The Thanksgiving holiday, for all of its familial tradition, can be a stressful day for anyone.
But it can be a make-or-break day for someone recovering from addiction.
“When I got divorced, I was all by myself,” said Wade M., of the Brighton Chapter 1 of Alcoholics Anonymous. “Alcoholics run everyone off. We’re embarrassed. You feel shame and guilt. The people you love don’t want you to be like this, but you keep hurting them. You know you’re hurting them but you can’t quit. So, most people can’t wait for Thanksgiving, the family and kids and the house and everything. For me, I just moved from apartment to apartment.”
In recovery for 8 1/2 years, Wade M. — he asked us to use the group’s “first name, first initial of the last name” identification convention for this story — said he spent most pre-sober holidays alone in a series of one-room apartments and hotels.
“Who do you end up with? People just like you, addicts and alcoholics,” Wade said. “And everyone is feeling sorry for themselves, but they say ‘Hey, I have a bottle.’ And that’s what you do.”
The Brighton chapter will be open throughout Thanksgiving, continuously Nov. 24 and Nov. 25, with hourly meetings and fellowship, offering an alternative to that bottle. It’s called an Alcathon, and Wade said he’s seen it done in other cities. This is the first year that Brighton has hosted one.
“The deal is that people need to have a place to come, a safe place to come and a place with meetings,” Wade said. “The excuse is, ‘I couldn’t find a meeting that was open. I just couldn’t find one.’ Well, we’re open from Wednesday night prior to Thanksgiving and it’ll end at midnight on Thanksgiving. You’ll be able to find a meeting.”
Wade said they’ll plan to have meetings every hour, as well as a potluck supper, games to play and opportunities to just sit and talk.
The chapter has been the same location for 45 years, Wade said, at 147 S. 2nd Place in downtown Brighton. The chapter’s website, www.brighton1aa.org, has become increasingly more important since COVID. Members added a camera and screen to the meeting space during the COVID lockdowns, allowing them to continue to offer meetings via the Zoom networking platform. They host regular meetings at noon Mondays through Saturdays and 7:30 p.m. every day, with special 6 p.m. meetings Mondays and Thursdays and at 10 a.m. Sundays.
“What happens over the holidays, people relapse,” Wade said. “They’re by themselves or they’re lonely. But these Alcothons, we have a meeting every hour on the hour. And we’ll take it a step further. If they need a meeting, we’ll have a meeting. There will be food, and we’ll have music if they want to listen to music and play games if that’s what they want. Whoever comes, we want to give them a place.”
He doesn’t expect people will stay there the whole time.
“Then there’s the situation where you’re at your brother’s house and everyone is drinking,” he said. “If your sobriety is strong, it may not matter. But if your sobriety is weak, it really matters. This gives you an opportunity to break away for a little while and just get some peace.”
Thanksgiving has always been a tradition at the Brighton branch, he said.
“We’ve always had the Thanksgiving potluck up here,” Wade said. “Last year was the first time ever we missed it. We’ve had a Thanksgiving meeting with people bringing in food and sides and, as soon as the meeting is over, it’s game on. It’s food to no end.”

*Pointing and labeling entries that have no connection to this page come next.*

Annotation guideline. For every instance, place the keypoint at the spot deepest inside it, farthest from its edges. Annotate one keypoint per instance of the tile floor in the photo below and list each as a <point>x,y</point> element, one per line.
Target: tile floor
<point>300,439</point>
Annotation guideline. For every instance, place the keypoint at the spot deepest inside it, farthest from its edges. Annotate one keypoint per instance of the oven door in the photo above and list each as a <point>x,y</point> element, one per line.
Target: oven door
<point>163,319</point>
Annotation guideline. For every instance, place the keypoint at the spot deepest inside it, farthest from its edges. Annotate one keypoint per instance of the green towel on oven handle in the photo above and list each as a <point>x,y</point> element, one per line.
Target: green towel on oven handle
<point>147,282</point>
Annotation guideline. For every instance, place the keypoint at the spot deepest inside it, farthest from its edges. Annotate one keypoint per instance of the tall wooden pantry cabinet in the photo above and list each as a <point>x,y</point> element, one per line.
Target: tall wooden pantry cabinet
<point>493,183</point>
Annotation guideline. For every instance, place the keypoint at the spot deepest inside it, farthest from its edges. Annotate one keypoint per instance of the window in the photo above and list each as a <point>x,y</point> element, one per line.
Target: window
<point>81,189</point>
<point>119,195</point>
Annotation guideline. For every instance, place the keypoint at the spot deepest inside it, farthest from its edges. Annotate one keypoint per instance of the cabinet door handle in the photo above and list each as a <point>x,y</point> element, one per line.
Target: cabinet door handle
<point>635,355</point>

He doesn’t expect that to change, although the holiday will be a bit more formal. At least two members of the chapter, a man and a woman, will be on hand at all times.
“In AA, men work with men and women work with women,” Wade said. “So if a woman hears about this and comes in, she can feel comfortable because there will be at least one other woman there.”
They’ll be prepared the listen, to advise and to counsel — if that’s what’s needed. The chapter’s Thanksgiving meal will be served right after the noon meeting, he said.
“This place will be packed,” he said. “Not only will there be members, there will be their kids and family. And anyone who comes, there will be food for them.”
If it’s a success, they plan to have more Alcathon’s over the Christmas and New Year’s holidays.
“If you come to a meeting, it’s the people in the room and how welcoming they are that’s going to get you to come back,” he said. “You have to start a new way of life and they can tell you how they did it, it’s better if you feel welcome.”